Molti di noi, anzi, decisamente quasi tutti, utilizzano il mezzo social, Facebook in testa, per lavoro. Io per primo ammetto in tutta sincerità che se non mi servisse per quello, probabilmente ne fuggirei a gambe levate. Poi, chiaramente, già che ci si trova, si finisce sempre per iscriversi a gruppi di vario genere o a seguire le pagine delle riviste di settore. E, a proposito del nostro settore, negli ultimi anni è esplosa una passione quasi orgiastica per la tassonomia: c’è una costate rincorsa sfrenata all’etichettare questo o quell’artista.
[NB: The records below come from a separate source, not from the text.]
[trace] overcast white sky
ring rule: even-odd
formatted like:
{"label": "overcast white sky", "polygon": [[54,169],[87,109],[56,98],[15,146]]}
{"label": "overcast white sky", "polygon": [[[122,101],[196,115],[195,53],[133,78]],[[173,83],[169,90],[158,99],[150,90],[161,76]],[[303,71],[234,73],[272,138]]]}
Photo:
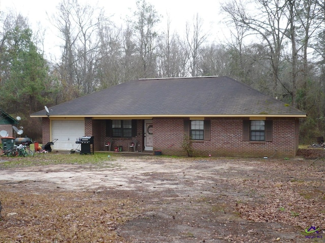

Adesso, questa usanza, già di per sé abbastanza scellerata, trova il suo naturale principio in una confusione di fondo, frutto a sua volta di una ulteriore rincorsa, molto più giovane di quella di cui sopra: la rincorsa all’indie. Da quando un paio di artisti, che prima scrivevano le canzoni facendo i disegnini coi pastelli a cera, tali sono le loro vette letterarie, hanno capito che c’era un mondo inesplorato, fatto di finte prese a male (espressione i cui creatori, va detto, andrebbero presi a badilate) e di scarse capacità articolatorie, è venuta fuori una variegatissima fauna di sedicenti cantanti, spesso ignoti ed ancora più spesso ignobili.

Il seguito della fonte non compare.